Une teinte fluorescente ou métallisée ne s’obtient jamais en quadri. Elle exige une encre spéciale, un vernis ou une dorure à chaud.

Préparer un fichier quadri qui sort juste
La qualité finale se décide dans le fichier, bien avant la presse. Cinq points reviennent dans tous les cahiers des charges d’imprimeur.
Résolution des images : 300 points par pouce à la taille finale d’utilisation. Une image de 300 dpi agrandie de moitié retombe à 200 dpi effectifs et perd en netteté.
Mode colorimétrique : tous les éléments en CMJN, y compris les logos vectoriels et les objets importés. Un seul élément resté en RVB sera converti automatiquement par le flux de production, sans contrôle sur le résultat.
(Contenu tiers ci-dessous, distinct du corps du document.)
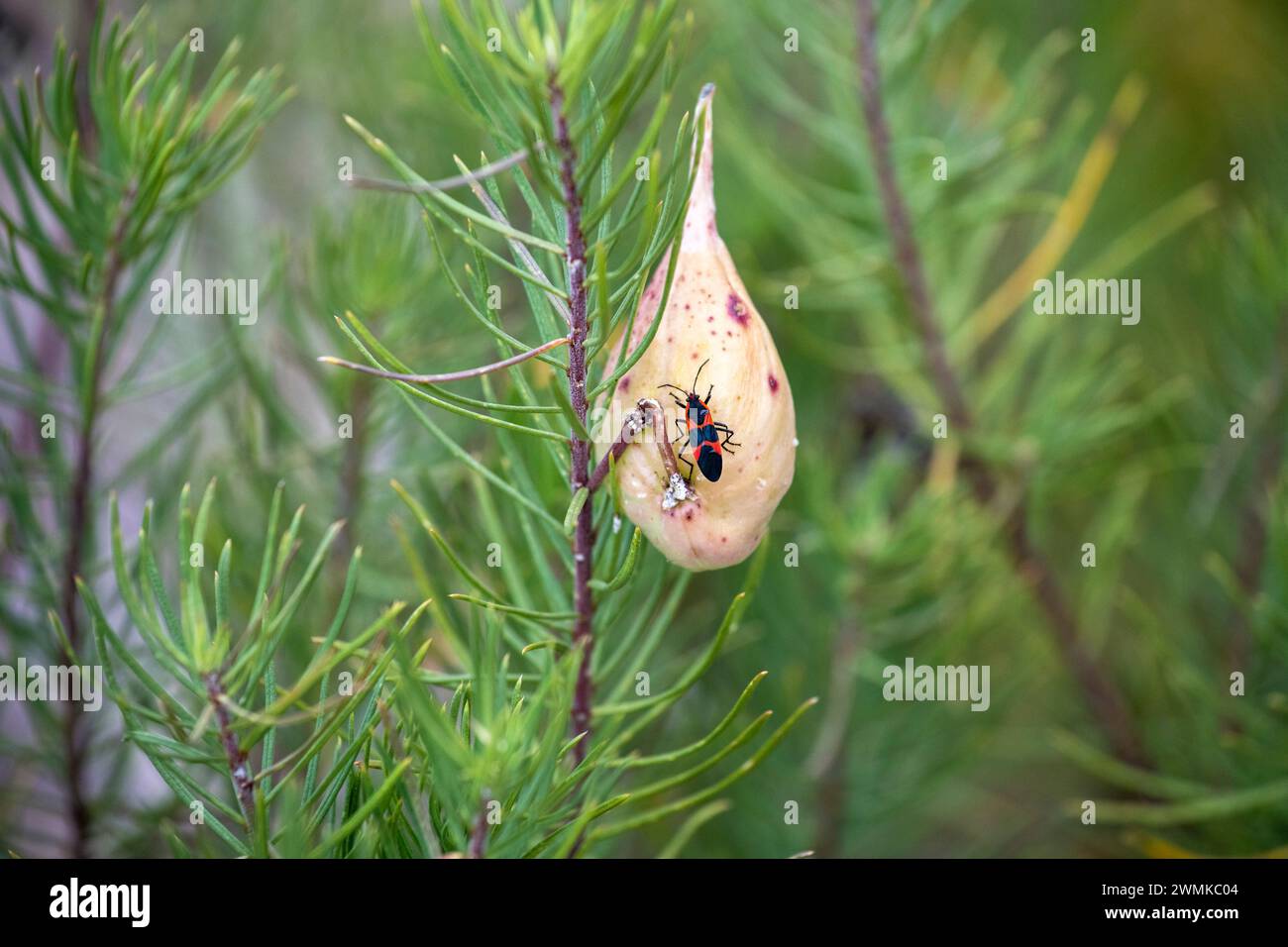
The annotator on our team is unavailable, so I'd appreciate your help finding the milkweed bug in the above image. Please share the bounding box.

Taux d’encrage total : la somme des quatre pourcentages d’encre sur un même point ne doit pas dépasser la limite fixée par le profil du support. Au-delà, l’encre ne sèche plus, macule au verso et colle en sortie de machine. Cette charge maximale fait partie des paramètres normalisés par l’ISO 12647.
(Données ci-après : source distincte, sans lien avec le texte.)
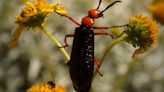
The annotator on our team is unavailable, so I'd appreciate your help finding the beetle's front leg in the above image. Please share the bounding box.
[59,34,74,48]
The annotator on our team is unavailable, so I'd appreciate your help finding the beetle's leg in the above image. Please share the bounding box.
[91,24,128,30]
[117,31,125,38]
[94,57,103,76]
[58,13,81,26]
[94,32,115,39]
[59,34,74,48]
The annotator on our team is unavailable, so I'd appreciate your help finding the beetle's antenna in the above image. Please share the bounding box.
[96,0,102,10]
[100,0,121,15]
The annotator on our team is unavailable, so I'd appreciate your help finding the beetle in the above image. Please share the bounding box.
[60,0,121,92]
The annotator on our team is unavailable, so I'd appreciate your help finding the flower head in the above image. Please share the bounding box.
[27,83,66,92]
[149,0,164,23]
[15,0,66,28]
[125,14,158,58]
[8,0,67,48]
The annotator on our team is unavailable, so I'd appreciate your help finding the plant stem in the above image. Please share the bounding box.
[93,34,127,79]
[40,26,70,63]
[112,59,136,92]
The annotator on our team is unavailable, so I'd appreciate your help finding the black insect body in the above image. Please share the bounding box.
[69,26,94,92]
[58,0,121,92]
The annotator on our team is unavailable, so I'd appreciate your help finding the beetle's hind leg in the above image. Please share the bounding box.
[59,34,74,48]
[94,57,103,76]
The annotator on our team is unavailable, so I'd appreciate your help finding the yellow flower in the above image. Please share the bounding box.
[8,0,67,48]
[149,1,164,23]
[27,83,66,92]
[125,14,158,58]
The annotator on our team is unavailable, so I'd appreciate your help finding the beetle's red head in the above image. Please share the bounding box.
[81,0,121,27]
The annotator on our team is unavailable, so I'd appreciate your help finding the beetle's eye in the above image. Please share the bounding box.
[88,9,100,18]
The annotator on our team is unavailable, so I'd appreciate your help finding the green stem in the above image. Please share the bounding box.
[112,59,136,92]
[93,35,127,79]
[40,26,70,63]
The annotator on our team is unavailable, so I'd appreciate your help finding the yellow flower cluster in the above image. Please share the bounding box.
[125,14,158,58]
[27,83,66,92]
[8,0,67,48]
[16,0,66,28]
[149,1,164,23]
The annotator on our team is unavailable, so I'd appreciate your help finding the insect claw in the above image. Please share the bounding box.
[58,45,68,48]
[96,68,103,77]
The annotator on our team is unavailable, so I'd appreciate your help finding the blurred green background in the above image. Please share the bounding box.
[0,0,164,92]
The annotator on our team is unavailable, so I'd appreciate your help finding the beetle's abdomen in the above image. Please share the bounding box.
[69,27,94,92]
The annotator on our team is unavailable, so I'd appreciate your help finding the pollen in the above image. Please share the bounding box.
[26,83,66,92]
[125,14,158,58]
[148,1,164,23]
[15,0,66,28]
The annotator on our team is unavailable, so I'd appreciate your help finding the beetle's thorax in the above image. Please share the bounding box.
[81,9,102,27]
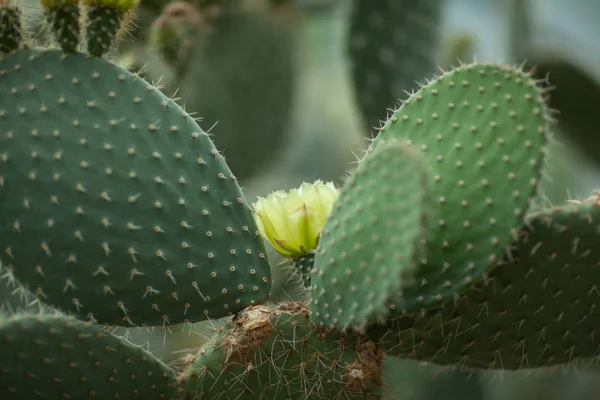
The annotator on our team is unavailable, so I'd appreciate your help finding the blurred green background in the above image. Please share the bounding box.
[5,0,600,400]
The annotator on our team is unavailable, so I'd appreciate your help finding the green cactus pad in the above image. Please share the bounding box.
[348,0,443,133]
[42,0,80,53]
[311,143,430,327]
[86,7,125,57]
[0,6,21,53]
[178,303,383,400]
[0,314,176,400]
[0,50,270,326]
[367,64,547,313]
[370,194,600,369]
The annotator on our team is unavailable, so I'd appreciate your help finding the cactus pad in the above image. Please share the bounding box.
[367,64,547,313]
[178,303,383,400]
[0,314,175,400]
[371,194,600,369]
[42,0,81,53]
[311,143,430,327]
[0,50,270,326]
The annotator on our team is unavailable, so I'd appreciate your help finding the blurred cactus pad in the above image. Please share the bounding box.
[0,0,600,400]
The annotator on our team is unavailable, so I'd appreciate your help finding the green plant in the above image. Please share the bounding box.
[0,0,600,400]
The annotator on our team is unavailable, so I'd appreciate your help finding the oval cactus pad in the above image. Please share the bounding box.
[367,64,547,313]
[0,49,270,326]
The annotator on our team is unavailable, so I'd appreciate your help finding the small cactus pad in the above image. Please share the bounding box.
[311,143,430,327]
[42,0,81,53]
[0,5,21,53]
[178,303,383,400]
[0,50,270,326]
[348,0,442,133]
[366,64,547,313]
[0,314,175,400]
[84,0,139,57]
[370,194,600,369]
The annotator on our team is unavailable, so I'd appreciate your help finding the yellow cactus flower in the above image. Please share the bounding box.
[253,180,338,257]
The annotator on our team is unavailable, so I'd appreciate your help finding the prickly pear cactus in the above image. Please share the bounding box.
[0,314,176,400]
[0,0,600,400]
[312,65,547,327]
[0,3,270,326]
[348,0,442,135]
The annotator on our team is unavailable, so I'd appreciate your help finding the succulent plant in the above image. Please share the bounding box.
[0,0,600,400]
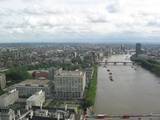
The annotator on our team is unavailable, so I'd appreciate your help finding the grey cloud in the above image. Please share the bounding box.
[88,16,109,23]
[146,20,160,27]
[106,0,120,13]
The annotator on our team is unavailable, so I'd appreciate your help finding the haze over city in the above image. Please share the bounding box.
[0,0,160,43]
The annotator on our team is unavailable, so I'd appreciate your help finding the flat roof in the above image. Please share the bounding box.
[19,79,49,85]
[55,70,83,76]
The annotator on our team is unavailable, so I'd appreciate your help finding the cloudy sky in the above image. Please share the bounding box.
[0,0,160,42]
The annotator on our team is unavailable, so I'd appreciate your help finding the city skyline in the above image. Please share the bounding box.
[0,0,160,43]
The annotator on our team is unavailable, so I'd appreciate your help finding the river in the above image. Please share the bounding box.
[94,55,160,114]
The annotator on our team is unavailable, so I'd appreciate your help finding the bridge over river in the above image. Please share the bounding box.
[90,55,160,120]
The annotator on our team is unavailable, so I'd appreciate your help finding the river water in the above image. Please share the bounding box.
[94,55,160,114]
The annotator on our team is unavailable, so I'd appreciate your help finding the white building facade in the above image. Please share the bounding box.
[14,80,51,97]
[26,90,45,107]
[54,70,86,99]
[0,89,19,107]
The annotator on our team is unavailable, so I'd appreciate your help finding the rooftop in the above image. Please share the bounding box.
[16,79,49,85]
[55,69,83,76]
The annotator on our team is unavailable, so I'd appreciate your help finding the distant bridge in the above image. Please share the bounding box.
[84,113,160,120]
[97,61,135,65]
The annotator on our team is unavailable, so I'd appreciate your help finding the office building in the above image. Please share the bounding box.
[14,80,52,97]
[0,107,16,120]
[26,90,45,107]
[54,70,86,99]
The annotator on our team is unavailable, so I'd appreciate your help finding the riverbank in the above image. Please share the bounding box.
[134,59,160,77]
[82,66,98,109]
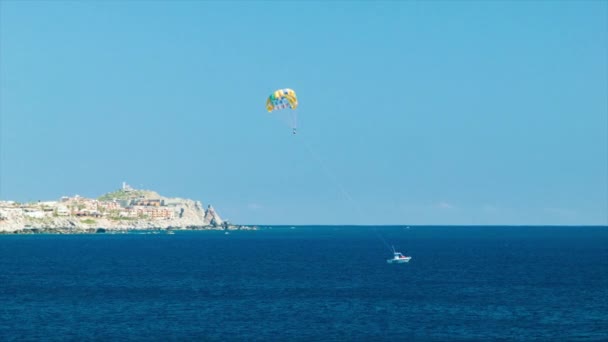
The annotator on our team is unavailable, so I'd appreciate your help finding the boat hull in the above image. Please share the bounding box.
[386,257,412,264]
Noirs et aplats : un texte se compose en noir seul, à 100 %. Un grand aplat noir se renforce d’un pourcentage de cyan pour obtenir un noir profond, le noir 100 % seul paraissant gris sur une large surface.
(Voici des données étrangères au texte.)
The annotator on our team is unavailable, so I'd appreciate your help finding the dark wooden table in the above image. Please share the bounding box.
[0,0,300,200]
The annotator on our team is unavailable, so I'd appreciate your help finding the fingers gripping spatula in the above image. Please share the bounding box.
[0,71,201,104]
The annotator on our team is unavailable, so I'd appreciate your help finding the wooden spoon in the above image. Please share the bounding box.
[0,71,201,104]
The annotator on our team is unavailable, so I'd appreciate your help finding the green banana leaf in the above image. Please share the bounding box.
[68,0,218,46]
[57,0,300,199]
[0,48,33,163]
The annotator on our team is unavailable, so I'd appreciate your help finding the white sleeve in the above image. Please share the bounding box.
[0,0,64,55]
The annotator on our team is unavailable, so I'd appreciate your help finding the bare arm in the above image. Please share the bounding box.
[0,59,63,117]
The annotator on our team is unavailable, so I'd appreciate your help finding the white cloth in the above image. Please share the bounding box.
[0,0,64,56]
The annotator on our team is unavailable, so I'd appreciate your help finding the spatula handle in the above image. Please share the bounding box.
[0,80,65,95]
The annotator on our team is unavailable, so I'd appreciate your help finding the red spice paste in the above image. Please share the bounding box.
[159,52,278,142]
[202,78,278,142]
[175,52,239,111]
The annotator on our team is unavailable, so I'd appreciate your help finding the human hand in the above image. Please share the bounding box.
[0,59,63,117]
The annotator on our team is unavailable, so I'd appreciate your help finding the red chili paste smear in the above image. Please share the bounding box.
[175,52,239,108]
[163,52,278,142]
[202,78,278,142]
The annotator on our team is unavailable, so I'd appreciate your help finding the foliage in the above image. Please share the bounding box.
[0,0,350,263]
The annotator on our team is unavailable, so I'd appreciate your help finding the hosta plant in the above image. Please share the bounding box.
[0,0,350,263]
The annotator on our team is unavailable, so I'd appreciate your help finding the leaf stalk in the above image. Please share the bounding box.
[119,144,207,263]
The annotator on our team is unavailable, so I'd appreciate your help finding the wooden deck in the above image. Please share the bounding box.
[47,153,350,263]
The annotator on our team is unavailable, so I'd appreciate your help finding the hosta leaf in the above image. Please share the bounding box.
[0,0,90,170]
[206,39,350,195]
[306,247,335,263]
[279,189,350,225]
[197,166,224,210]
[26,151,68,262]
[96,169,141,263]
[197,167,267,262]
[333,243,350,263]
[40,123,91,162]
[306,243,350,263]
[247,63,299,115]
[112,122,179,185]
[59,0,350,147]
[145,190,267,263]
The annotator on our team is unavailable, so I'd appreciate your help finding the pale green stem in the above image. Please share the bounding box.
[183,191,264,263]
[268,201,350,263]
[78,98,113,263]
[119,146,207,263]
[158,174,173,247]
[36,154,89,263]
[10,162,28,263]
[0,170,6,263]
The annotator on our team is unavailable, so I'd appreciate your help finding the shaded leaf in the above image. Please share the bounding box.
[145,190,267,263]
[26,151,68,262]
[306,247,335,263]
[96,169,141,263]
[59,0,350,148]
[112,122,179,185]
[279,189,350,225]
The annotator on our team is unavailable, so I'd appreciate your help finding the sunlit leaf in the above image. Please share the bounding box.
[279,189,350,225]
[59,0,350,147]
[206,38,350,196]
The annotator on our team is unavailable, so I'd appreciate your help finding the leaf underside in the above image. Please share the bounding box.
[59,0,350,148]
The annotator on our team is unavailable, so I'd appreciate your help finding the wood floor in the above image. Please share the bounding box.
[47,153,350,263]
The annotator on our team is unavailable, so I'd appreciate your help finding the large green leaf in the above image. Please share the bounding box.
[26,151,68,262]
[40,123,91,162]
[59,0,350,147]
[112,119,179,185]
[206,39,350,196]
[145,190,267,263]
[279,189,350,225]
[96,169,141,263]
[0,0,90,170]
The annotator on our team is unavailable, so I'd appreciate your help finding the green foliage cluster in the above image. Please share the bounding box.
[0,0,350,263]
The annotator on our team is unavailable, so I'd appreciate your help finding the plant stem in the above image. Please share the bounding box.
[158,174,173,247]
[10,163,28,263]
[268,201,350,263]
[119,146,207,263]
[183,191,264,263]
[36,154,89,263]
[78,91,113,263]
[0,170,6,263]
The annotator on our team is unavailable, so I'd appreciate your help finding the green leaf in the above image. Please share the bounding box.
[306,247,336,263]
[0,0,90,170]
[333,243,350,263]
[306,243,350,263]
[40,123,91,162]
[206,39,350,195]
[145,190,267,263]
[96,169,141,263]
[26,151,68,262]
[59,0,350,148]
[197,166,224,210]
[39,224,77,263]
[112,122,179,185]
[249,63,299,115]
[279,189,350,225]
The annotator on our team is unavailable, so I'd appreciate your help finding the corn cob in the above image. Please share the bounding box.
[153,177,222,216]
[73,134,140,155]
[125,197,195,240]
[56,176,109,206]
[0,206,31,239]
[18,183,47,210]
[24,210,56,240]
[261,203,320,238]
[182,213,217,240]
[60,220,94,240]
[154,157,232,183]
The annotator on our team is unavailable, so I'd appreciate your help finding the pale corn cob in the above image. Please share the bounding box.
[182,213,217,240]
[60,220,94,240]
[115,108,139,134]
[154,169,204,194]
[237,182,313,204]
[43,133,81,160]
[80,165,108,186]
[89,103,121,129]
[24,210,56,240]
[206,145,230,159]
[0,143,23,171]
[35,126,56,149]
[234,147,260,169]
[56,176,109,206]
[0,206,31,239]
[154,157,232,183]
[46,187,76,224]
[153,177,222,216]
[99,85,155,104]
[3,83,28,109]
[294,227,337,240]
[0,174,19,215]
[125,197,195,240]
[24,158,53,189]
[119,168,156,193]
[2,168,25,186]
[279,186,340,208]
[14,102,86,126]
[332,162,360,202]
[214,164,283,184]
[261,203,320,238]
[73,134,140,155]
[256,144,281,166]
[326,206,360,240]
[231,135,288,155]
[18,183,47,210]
Fond perdu et zone de sécurité : prévoyez un débord de l’image au-delà du format fini, et éloignez les textes des bords. La coupe présente toujours une légère tolérance, et un texte collé au filet ressort décentré. Ce détail compte particulièrement sur les petits formats comme la carte de visite pliée, où quelques dixièmes de millimètre se voient.
Exportez en PDF selon un standard d’échange dédié à l’impression, avec polices incorporées et traits de coupe. Ce format fige la mise en page et évite les substitutions de caractères d’un poste à l’autre.

Trois siècles derrière quatre lettres
Le procédé n’a rien de récent. Le peintre et graveur allemand Jacob Christoph Le Blon, né en 1667 à Francfort, réalise ses premières estampes en trois couleurs vers 1710, à partir de plaques de mezzotinte jaune, rouge et bleue. Il obtient un brevet royal pour son procédé trichrome en 1719, accordé par George Ier.
Le Blon ajoute une plaque noire sur quelques-unes de ses estampes, ouvrant la voie au procédé à quatre couleurs. La mise au point complète du système revient à ses successeurs, notamment le graveur néerlandais Jan L’Admiral et le peintre français Jacques Gautier, tous deux passés par son atelier, après la mort de Le Blon en 1741.
La photogravure industrielle puis l’offset au vingtième siècle ont généralisé le principe, sans en changer la logique. Une brochure sortie ce matin d’une presse numérique repose sur la même intuition que ces estampes du dix-huitième siècle.
Prochaine étape : ouvrez votre fichier, vérifiez le mode colorimétrique du document et de chaque image importée, puis contrôlez le taux d’encrage de vos aplats les plus sombres. Ces deux réglages règlent à eux seuls la majorité des écarts constatés à la livraison.